États-UnisL’auteur Salman Rushdie sous respirateur après avoir été poignardé
L’auteur britannique des «Versets sataniques» a été poignardé au cou vendredi dans l’État de New York. Opéré en urgence, il a été placé sous respirateur artificiel.
Salman Rushdie, auteur des «Versets sataniques» et cible depuis plus de 30 ans d’une fatwa de l’Iran, a été placé sous respirateur après avoir été poignardé vendredi au cou et à l’abdomen dans l’État de New York par un homme qui a été arrêté.
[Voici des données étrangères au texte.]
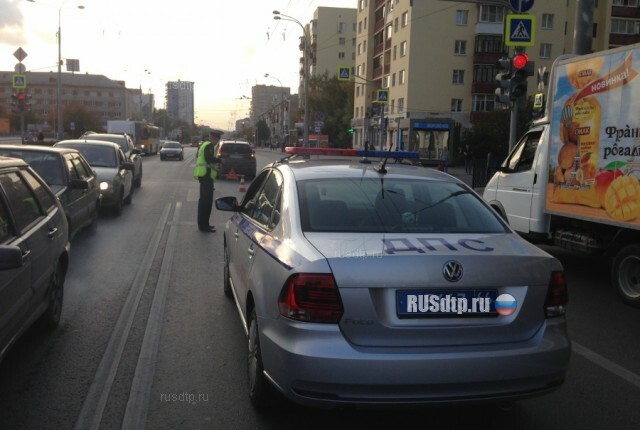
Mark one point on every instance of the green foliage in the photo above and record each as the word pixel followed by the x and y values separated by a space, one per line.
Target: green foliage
pixel 334 98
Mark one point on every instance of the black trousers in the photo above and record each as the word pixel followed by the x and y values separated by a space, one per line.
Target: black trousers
pixel 205 203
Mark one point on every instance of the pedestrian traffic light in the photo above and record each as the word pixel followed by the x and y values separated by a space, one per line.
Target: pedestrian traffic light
pixel 503 80
pixel 519 77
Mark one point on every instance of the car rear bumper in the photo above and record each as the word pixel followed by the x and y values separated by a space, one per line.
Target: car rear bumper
pixel 317 367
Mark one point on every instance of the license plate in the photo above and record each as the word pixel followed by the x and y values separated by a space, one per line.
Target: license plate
pixel 453 303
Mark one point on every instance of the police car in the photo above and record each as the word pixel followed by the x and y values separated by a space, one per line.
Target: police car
pixel 363 279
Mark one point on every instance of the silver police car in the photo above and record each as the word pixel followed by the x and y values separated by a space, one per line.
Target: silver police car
pixel 365 281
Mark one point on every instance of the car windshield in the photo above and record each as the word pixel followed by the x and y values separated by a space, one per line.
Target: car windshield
pixel 98 156
pixel 236 148
pixel 45 164
pixel 120 140
pixel 393 205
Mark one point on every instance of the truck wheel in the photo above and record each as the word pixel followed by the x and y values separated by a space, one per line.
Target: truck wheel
pixel 625 274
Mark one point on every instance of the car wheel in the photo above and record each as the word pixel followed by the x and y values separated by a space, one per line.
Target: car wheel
pixel 117 208
pixel 625 274
pixel 55 296
pixel 261 393
pixel 227 275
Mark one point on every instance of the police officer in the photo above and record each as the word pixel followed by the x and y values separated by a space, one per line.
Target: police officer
pixel 205 172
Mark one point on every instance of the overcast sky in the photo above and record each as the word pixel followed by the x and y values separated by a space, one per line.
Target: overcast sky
pixel 224 46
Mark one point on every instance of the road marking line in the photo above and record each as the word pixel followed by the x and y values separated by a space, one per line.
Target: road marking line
pixel 93 406
pixel 607 364
pixel 135 416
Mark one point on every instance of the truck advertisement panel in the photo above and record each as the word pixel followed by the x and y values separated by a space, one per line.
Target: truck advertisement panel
pixel 594 153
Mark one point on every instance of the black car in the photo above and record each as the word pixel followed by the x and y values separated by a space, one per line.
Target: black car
pixel 69 176
pixel 236 157
pixel 34 252
pixel 171 150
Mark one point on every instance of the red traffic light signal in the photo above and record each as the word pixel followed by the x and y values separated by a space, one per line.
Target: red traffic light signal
pixel 520 61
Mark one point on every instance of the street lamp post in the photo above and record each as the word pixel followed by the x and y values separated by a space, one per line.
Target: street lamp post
pixel 59 116
pixel 305 131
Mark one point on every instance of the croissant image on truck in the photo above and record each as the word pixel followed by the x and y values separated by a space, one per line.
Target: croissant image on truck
pixel 573 179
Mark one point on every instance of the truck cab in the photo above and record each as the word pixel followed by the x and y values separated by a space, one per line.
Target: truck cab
pixel 517 190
«Les nouvelles ne sont pas bonnes», a déclaré vendredi soir au «New York Times» l’agent de l’écrivain britannique de 75 ans, Andrew Wylie. «Salman va probablement perdre un œil; les nerfs de son bras ont été sectionnés et il a été poignardé au niveau du foie», a détaillé Andrew Wylie en précisant que Salman Rushdie, 75 ans, avait été placé sous respirateur artificiel.
Immédiatement après l’agression dans la matinée sur l’estrade d’un amphithéâtre d’un centre culturel à Chautauqua, dans le nord-ouest de l’État de New York, Salman Rushdie avait été transporté en hélicoptère vers l’hôpital le plus proche où il a été opéré en urgence, a précisé devant la presse le major de la police de l’État de New York, Eugene Staniszewski.
«Poignardé au cou»
Vers 11 h 00, heure locale (17 h 00, heure suisse), «un suspect s’est précipité sur la scène (de l’amphithéâtre) et a attaqué Salman Rushdie et l’intervieweur» en «poignardant» l’écrivain «au cou», avait très rapidement annoncé la police, qui a précisé vendredi soir que Salman Rushdie avait aussi été «poignardé à l’abdomen».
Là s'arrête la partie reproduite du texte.